Dopo aver vestito nella prima parte di stagione la maglia della Vianese nel girone A di Eccellenza emiliano-romagnolo, il centravanti classe 04′, cresciuto nel settore giovanile della Triestina con cui ha collezionato anche sette gettoni in Serie C ed ex, tra le altre, di Matese, Progresso e Chieri, a dicembre ha deciso di accettare la proposta della società del presidente Bonaventura: “Sicuramente quando giochi in queste realtà sei seguito da staff e allenatori competenti con tanta esperienza e quindi cerchi di apprendere il più possibile, soprattutto quando ti alleni e giochi con la prima squadra. Ti confronti con giocatori di altissimo livello e con dietro una carriera importante ed esperienza da vendere. Alla Vianese mi sono trovato molto bene. È una grande società. Io sono sceso in Eccellenza per trovare continuità. Poi il mio procuratore mi ha parlato di questa possibilità parlandomi molto bene della società e del contesto e anche del livello dell’Eccellenza marchigiana, quindi non ho dubitato ad accettare. Lontananza da casa? Sono abituato, oramai sono 4-5 anni che vivo fuori, quindi per me non è un peso, anzi la trasformo in motivazione per dare il massimo in quello che sto facendo. Triestina? Sicuramente, avendo giocato lì ed essendo triestino, mi dispiace vedere questa situazione in quanto è stata la società con cui sono cresciuto calcisticamente. La Triestina ha uno stadio e un tifo da Serie A e sicuramente non merita questa assurda situazione (ndr ultimo posto nel girone A con 13 punti di penalizzazione)”.

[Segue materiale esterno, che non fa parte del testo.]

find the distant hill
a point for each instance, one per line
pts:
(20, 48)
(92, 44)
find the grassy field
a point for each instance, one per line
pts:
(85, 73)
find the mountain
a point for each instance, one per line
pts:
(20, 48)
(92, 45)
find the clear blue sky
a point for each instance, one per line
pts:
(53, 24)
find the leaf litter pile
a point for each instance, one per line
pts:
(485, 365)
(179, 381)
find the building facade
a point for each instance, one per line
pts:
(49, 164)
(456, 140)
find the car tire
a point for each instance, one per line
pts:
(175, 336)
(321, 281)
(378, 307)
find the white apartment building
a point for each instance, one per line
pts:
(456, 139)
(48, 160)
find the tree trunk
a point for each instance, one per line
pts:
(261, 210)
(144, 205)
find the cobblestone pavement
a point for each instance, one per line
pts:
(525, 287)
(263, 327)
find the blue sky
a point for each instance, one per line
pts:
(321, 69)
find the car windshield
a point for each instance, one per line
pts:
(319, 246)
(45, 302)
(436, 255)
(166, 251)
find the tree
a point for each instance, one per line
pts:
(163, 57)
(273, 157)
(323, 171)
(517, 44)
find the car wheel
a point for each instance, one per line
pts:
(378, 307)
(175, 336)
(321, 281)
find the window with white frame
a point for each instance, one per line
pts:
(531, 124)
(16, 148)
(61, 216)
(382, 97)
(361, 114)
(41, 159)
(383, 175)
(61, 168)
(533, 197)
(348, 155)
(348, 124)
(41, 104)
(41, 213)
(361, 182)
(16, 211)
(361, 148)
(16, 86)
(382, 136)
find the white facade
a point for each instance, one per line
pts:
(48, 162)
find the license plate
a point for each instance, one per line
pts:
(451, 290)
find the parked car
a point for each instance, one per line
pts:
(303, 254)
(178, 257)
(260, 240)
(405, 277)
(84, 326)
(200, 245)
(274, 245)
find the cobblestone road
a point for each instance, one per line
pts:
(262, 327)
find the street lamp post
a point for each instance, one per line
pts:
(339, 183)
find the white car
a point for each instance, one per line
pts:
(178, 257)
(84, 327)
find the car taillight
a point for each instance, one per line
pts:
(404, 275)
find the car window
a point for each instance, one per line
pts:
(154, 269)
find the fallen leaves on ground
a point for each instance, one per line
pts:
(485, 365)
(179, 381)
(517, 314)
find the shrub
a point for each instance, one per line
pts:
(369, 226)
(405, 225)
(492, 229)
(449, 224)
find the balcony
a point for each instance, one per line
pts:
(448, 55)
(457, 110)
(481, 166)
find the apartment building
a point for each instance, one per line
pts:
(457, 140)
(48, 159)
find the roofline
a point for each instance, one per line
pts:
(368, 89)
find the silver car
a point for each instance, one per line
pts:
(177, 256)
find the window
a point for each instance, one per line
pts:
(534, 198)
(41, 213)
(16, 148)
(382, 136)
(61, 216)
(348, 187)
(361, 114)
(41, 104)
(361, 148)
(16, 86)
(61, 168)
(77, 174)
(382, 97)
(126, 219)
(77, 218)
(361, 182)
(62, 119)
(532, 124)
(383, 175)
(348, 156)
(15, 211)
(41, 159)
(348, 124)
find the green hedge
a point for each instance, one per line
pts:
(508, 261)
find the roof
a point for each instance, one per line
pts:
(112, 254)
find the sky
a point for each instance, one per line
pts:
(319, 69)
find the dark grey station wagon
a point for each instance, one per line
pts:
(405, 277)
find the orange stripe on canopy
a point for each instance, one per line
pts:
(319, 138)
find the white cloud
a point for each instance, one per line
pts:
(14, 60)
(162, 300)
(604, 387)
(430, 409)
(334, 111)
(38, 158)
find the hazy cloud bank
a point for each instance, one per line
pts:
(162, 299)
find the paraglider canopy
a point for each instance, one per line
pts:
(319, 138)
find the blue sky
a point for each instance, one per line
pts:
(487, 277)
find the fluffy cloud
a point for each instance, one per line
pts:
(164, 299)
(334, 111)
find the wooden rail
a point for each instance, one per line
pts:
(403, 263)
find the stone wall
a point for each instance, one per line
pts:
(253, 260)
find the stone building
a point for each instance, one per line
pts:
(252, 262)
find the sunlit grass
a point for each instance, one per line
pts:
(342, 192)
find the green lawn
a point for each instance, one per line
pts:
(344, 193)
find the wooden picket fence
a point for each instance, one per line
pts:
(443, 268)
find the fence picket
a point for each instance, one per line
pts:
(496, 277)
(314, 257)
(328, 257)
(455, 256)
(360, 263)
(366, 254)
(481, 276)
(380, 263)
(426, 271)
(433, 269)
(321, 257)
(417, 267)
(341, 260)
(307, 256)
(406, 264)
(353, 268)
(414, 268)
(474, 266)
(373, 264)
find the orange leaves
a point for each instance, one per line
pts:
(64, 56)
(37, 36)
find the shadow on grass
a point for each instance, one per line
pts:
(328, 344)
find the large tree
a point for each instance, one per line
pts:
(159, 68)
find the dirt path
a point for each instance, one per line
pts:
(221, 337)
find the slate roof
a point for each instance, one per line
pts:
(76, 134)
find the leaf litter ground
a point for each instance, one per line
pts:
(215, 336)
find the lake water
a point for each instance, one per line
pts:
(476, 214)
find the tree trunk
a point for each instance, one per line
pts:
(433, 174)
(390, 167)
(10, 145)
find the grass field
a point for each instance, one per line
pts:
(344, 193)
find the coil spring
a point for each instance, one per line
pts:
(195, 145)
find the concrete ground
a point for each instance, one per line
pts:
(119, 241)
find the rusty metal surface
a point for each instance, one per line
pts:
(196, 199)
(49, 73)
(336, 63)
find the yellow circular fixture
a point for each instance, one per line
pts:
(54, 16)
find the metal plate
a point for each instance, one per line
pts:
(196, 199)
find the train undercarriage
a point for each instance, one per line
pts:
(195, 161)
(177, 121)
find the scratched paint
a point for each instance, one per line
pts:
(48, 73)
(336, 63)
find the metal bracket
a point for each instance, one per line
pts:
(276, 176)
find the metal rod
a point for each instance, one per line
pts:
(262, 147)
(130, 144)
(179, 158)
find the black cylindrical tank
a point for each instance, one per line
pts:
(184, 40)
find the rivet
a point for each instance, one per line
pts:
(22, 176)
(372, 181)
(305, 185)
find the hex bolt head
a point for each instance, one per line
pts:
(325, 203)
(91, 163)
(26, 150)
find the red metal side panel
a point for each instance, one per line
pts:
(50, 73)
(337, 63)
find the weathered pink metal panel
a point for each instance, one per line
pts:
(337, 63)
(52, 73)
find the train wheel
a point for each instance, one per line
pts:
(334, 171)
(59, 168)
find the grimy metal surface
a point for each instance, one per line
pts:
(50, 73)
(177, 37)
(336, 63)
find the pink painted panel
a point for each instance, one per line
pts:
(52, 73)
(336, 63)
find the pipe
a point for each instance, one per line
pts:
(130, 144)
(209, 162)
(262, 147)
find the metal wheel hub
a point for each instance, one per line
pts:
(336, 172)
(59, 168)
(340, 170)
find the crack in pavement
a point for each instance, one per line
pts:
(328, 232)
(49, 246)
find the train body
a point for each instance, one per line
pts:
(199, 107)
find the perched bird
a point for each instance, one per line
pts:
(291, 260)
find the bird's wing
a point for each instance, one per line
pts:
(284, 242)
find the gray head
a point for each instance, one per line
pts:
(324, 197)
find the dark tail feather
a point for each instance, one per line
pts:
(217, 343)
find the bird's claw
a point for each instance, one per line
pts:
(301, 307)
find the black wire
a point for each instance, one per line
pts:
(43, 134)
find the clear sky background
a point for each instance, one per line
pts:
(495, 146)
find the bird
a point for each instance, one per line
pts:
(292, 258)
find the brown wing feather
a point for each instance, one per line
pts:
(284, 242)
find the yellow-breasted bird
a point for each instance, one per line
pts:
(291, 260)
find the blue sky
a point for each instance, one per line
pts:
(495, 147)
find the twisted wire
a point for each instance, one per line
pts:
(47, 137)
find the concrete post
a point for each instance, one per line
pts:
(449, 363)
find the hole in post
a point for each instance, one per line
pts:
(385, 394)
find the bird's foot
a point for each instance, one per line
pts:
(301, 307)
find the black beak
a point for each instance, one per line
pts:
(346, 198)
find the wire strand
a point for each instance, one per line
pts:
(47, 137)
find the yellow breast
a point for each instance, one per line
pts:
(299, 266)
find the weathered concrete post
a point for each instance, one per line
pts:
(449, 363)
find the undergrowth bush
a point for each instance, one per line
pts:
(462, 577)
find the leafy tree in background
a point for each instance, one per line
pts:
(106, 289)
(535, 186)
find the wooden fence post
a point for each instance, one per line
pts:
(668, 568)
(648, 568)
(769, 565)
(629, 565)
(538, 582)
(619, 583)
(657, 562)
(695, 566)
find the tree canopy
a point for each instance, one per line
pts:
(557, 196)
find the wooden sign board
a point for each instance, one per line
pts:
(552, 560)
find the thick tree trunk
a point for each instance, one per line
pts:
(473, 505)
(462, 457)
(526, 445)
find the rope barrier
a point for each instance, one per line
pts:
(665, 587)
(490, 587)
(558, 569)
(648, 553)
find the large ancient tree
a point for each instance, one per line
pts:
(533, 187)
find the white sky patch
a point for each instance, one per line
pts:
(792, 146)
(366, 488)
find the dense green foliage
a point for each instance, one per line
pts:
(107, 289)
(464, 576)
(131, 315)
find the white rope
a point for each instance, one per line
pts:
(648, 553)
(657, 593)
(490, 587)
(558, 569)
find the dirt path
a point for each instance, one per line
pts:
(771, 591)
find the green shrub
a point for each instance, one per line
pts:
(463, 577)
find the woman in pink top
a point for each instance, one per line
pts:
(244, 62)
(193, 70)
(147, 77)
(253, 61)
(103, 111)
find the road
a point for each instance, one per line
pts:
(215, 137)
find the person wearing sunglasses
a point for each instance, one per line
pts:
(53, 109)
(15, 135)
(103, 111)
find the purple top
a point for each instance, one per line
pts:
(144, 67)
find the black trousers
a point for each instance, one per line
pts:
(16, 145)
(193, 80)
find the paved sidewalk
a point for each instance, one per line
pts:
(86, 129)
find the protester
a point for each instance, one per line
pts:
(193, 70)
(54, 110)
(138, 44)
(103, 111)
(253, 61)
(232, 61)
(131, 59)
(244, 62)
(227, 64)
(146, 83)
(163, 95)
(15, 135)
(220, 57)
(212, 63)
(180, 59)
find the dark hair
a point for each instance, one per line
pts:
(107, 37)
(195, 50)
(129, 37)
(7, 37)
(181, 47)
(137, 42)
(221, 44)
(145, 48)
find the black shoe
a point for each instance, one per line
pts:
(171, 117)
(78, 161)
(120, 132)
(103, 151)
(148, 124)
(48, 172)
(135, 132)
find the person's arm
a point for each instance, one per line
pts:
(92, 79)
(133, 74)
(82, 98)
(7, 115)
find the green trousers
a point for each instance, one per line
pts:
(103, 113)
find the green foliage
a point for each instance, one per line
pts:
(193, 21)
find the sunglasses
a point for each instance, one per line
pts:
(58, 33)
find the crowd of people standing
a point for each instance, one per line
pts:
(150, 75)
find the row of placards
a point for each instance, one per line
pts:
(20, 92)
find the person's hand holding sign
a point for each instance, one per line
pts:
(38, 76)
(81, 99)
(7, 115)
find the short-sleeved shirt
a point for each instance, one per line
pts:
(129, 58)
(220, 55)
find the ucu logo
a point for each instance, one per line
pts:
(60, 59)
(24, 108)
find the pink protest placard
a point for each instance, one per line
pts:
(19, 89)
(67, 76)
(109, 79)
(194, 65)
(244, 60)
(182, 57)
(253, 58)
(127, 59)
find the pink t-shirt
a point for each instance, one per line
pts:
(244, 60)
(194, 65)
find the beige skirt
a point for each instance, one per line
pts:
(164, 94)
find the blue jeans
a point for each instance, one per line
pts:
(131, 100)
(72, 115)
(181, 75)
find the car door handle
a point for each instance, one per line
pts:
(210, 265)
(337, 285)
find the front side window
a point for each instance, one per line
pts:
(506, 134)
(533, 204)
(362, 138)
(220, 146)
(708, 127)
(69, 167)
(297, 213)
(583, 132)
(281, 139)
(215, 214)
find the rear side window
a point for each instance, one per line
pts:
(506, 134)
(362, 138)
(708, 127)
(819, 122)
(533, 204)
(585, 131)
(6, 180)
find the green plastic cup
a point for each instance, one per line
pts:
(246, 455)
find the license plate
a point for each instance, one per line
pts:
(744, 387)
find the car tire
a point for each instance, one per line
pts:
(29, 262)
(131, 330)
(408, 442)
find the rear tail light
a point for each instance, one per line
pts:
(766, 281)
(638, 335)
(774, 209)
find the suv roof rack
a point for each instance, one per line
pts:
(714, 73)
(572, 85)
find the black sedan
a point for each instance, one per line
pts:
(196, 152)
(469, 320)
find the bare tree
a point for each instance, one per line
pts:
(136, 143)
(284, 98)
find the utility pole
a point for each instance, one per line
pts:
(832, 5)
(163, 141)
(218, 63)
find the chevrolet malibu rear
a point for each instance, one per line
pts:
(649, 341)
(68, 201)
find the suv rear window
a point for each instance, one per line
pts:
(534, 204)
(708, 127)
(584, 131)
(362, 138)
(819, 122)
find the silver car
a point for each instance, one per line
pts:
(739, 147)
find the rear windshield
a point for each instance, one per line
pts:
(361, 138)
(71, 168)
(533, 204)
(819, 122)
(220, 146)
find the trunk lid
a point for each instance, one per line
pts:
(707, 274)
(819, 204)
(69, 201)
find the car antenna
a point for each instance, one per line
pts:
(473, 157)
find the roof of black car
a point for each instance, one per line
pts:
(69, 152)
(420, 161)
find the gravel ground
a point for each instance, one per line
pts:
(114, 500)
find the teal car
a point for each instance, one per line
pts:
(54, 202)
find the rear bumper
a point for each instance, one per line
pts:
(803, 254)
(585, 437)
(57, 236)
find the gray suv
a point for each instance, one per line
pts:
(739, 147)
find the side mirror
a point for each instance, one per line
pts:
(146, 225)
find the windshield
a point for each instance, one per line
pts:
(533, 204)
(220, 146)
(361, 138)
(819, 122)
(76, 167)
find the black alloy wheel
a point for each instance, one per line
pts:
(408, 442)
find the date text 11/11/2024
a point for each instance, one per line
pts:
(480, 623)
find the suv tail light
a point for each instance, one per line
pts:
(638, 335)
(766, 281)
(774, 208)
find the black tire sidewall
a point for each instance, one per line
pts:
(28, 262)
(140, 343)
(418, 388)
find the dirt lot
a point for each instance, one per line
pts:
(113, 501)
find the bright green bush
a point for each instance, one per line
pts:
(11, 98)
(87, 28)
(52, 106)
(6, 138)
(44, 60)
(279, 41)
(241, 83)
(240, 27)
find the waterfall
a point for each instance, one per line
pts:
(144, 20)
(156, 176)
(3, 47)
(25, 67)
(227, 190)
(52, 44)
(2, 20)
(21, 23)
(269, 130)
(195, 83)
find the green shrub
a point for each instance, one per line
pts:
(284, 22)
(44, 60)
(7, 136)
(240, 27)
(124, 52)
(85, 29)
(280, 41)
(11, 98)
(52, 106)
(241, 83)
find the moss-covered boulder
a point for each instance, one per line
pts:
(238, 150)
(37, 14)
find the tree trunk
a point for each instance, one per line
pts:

In estate il sodalizio pesarese, tornato nel massimo campionato regionale a distanza di 19 anni, ha deciso di optare per la continuità, confermando in blocco Mister Pazzaglia e il suo staff e la rosa della scorsa stagione. E queste scelte stanno dando ragione perché la Fermignanese, nonostante sia una matricola, ha disputato un’eccellente prima parte di stagione e può vantare anche il terzo miglior attacco: “Ho trovato un gruppo sano, affiatato e molto unito, con giocatori forti. In attacco stiamo facendo molto bene, invece per quanto riguarda la difesa secondo me siamo molto forti. C’è solo da lavorare e cercare di non cadere in situazioni sfavorevoli”.
Sui tifosi: “Devo dire che il tifo è davvero eccezionale. È un ambiente molto caldo e percepisco molta passione e questo mi motiva molto“.
Sulla sua posizione preferita in campo e sul feeling con il suo compagno di reparto Cordella: “Con Cordella da quando è rientrato mi sono sentito subito in sintonia e lo abbiamo dimostrato in campo. È un giocatore che si sacrifica molto per la squadra e ha tanta qualità. Mi trovo bene come seconda punta e cerco sempre di attaccare lo spazio per trovarmi il più possibile faccia alla porta. Modello? Mi piace molto Lautaro Martinez per il suo modo di giocare e per la fame che ha”.
Domenica per la Fermignanese il calendario propone la trasferta di Fabriano contro un Fabriano Cerreto in crisi che non vince da inizio novembre: “Ci aspetta una partita difficile. La classifica non conta, è molto corta. Dovremo avere la stessa cattiveria e più attenzione per portare a casa i tre punti.“
In chiusura: “È un campionato molto impegnativo e fisico e non me lo aspettavo così equilibrato. Rispetto al campionato emiliano-romagnolo ho visto più fisicità e agonismo. Il nostro obiettivo è arrivare ai playoff. Guardando al futuro, sicuramente nei prossimi anni il mio desiderio è tornare nei professionisti e continuare a salire di livello”.